Un mécanisme REDD lié au marché international du carbone a toutes les chances d’être avant tout une machine à fabriquer de la « fausse monnaie climatique ». Il faut donc hautement préférable que les négociateurs qui doivent maintenant définir les règles de la REDD, choisissent une architecture excluant le marché et centrée autour d’un fonds international de lutte contre la déforestation.

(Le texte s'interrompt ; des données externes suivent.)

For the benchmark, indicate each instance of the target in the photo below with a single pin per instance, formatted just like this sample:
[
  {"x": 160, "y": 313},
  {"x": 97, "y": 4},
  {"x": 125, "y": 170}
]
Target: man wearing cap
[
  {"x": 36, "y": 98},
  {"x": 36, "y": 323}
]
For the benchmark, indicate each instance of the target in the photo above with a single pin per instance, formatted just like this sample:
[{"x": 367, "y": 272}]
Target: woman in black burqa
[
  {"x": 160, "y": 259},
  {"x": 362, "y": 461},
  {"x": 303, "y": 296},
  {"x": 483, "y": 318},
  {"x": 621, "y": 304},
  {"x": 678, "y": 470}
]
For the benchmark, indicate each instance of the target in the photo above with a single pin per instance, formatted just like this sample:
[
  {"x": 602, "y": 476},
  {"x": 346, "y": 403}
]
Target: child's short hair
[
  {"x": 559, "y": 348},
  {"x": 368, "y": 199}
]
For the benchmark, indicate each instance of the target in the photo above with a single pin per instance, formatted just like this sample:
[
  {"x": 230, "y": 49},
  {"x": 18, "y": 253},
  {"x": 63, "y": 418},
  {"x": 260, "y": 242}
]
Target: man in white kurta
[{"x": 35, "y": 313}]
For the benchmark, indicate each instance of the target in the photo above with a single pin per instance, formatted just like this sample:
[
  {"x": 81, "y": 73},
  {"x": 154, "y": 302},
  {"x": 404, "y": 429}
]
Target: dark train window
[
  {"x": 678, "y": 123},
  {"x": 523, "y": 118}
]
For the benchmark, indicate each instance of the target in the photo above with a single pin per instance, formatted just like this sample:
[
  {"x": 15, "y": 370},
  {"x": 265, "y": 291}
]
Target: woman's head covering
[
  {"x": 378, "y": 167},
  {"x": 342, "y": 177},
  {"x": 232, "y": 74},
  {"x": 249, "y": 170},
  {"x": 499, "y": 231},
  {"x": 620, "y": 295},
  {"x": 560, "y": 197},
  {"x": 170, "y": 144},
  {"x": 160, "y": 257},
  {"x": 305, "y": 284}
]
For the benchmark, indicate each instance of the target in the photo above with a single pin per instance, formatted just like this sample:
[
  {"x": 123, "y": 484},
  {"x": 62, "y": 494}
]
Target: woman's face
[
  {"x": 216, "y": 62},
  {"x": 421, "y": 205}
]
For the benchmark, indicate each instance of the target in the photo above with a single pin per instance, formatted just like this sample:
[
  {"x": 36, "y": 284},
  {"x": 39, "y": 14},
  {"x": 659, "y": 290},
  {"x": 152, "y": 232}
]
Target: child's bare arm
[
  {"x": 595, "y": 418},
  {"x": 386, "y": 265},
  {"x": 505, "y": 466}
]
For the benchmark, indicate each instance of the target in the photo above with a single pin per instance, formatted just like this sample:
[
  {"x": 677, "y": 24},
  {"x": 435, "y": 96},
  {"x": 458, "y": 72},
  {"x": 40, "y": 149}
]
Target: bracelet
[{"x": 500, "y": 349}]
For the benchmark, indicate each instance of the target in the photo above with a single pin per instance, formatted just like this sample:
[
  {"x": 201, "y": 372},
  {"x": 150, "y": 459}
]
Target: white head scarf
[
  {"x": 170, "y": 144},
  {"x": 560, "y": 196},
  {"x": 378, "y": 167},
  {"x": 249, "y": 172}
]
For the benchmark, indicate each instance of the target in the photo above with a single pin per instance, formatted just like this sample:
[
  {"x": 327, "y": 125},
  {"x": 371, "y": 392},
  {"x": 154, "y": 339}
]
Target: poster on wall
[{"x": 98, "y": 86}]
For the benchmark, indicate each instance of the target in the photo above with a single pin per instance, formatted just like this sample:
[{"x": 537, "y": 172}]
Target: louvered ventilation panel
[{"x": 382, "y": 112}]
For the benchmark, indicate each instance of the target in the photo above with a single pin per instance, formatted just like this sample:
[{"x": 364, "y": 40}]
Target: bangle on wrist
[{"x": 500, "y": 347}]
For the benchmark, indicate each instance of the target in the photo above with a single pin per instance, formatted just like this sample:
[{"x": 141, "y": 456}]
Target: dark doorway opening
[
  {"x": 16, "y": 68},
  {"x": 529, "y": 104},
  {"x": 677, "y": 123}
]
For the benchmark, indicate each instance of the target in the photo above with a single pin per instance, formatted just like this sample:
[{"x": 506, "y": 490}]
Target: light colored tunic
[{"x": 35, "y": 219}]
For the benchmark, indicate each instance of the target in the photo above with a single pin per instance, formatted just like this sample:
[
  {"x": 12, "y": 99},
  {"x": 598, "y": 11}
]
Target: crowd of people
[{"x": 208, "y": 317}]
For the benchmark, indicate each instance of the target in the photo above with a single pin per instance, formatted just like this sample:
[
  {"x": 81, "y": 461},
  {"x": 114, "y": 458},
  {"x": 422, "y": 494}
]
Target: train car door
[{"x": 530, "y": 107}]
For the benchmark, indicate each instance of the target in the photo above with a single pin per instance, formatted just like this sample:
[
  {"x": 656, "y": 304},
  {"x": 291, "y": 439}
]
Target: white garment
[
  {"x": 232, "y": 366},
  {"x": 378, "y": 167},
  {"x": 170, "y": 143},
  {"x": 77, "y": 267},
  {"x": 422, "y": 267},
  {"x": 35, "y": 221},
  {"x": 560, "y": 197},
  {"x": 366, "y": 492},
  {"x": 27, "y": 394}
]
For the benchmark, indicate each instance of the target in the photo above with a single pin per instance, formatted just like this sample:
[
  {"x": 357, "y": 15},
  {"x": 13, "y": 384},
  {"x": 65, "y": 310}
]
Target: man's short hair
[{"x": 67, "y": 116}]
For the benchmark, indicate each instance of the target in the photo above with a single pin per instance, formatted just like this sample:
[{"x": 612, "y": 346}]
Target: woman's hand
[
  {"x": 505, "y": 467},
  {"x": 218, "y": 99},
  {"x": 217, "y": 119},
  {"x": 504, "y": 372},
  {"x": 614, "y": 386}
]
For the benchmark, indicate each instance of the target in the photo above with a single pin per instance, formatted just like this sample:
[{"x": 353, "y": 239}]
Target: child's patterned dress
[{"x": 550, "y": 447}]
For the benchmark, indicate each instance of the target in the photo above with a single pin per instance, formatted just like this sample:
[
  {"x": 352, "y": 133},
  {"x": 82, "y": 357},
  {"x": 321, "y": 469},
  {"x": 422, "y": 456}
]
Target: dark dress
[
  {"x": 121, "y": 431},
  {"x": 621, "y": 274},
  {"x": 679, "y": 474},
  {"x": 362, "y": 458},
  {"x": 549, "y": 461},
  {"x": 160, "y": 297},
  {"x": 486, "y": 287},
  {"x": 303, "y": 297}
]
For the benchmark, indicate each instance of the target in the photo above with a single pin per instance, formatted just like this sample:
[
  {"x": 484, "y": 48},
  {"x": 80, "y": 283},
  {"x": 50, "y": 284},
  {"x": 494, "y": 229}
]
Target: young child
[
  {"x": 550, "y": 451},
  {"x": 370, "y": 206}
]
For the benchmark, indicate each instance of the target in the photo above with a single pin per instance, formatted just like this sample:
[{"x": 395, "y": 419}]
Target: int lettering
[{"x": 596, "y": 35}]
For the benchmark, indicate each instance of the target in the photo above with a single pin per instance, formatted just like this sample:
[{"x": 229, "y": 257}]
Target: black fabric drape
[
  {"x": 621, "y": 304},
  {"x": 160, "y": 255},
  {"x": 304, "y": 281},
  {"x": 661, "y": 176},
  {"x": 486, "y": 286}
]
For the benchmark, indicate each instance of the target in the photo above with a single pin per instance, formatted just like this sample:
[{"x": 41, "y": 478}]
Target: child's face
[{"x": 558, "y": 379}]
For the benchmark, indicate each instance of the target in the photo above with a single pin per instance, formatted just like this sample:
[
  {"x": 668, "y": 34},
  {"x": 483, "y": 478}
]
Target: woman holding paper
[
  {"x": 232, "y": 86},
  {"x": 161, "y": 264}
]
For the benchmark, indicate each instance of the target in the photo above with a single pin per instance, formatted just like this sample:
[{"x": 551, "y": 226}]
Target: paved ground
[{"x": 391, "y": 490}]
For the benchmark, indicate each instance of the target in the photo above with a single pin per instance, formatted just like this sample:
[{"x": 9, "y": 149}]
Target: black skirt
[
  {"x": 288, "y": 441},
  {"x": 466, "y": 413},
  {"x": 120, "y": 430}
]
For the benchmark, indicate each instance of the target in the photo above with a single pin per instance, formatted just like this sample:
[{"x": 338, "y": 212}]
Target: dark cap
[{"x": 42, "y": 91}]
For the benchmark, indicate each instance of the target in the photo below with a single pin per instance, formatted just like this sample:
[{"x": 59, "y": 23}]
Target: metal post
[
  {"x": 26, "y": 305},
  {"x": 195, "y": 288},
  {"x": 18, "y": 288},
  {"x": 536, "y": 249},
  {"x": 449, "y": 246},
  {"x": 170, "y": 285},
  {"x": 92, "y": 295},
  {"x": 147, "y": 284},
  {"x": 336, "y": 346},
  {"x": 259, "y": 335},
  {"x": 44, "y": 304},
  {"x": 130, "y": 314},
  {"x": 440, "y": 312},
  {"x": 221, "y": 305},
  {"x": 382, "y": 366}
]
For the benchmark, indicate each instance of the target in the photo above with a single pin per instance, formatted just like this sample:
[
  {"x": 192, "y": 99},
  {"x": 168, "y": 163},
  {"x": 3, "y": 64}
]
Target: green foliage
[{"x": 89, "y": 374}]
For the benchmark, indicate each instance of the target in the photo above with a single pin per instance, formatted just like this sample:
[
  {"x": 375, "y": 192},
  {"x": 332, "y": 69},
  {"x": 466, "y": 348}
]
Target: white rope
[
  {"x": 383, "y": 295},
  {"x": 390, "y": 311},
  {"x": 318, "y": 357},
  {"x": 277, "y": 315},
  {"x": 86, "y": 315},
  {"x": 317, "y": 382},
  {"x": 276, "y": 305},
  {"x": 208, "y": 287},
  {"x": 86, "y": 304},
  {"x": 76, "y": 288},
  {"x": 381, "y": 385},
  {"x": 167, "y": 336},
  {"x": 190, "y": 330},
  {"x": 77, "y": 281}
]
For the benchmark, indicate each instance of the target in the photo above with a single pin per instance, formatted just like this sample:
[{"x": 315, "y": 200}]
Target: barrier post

Le financement d’un fonds mondial de lutte contre la déforestation
Un fonds international ne devrait pas « récompenser » les pays qui voient leur déforestation se réduire (ce qui constituerait une vision naïve de l’incitation appliquée aux Etats) mais financer des politiques et mesures dans 3 domaines : intensification écologique agricole, clarification des droits fonciers, gouvernance et lutte contre la corruption. Dans ce cadre, des programmes ambitieux de paiements pour services environnementaux peuvent être lancés pour faciliter la transition d’une agriculture consommatrice d’espaces naturels vers d’autres modèles (incluant l’agroforesterie). De tels paiements – qui innovent dans la mesure où, contrairement à l’aide classique, ils sont conditionnés à des changements effectifs de pratique conclus par contrat avec les acteurs locaux – n’entraîneront des transformations durables que s’ils s’accompagnent d’un puissant appui au changement des pratiques agricoles et que soient mis sur pied des programmes d’accompagnement pour pérenniser une agriculture plus intensive et plus écologique (crédit rural, assurances, prix stabilisés…). En outre, dans des situations où les droits fonciers restent imprécis et contradictoires, une clarification préalable de ceux-ci est indispensable, faute de quoi les paiements engendreront de graves conflits d’appropriation. Il s’agit donc d’investissements considérables à consentir pour s’attaquer à quelques-unes des causes structurelles de la déforestation[1].
Une option « bon marché » ?
Le coût de la réduction de la déforestation a fait l’objet d’évaluations indiquant qu’il serait relativement modeste. Elles se basent sur le coût d’opportunité de la conservation des forêts, calculé à partir des revenus agricoles (élevage inclus) et forestiers qui ne seront pas obtenus du fait du renoncement à la déforestation. Le rapport Stern a évalué en 2005 à 5 milliards $ par an le montant nécessaire pour arrêter 70% de la déforestation, cette somme devant servir à compenser les agents économiques pour qu’ils cessent de déboiser. Le rapport Eliasch (2008) chiffre à 7 milliards $ les coûts d’opportunité pour réduire de moitié de la déforestation. Mais il faut y ajouter des coûts de transaction (environ un demi-milliard par an) qui correspondent à la mise en œuvre des politiques et à la supervision des paiements aux agents.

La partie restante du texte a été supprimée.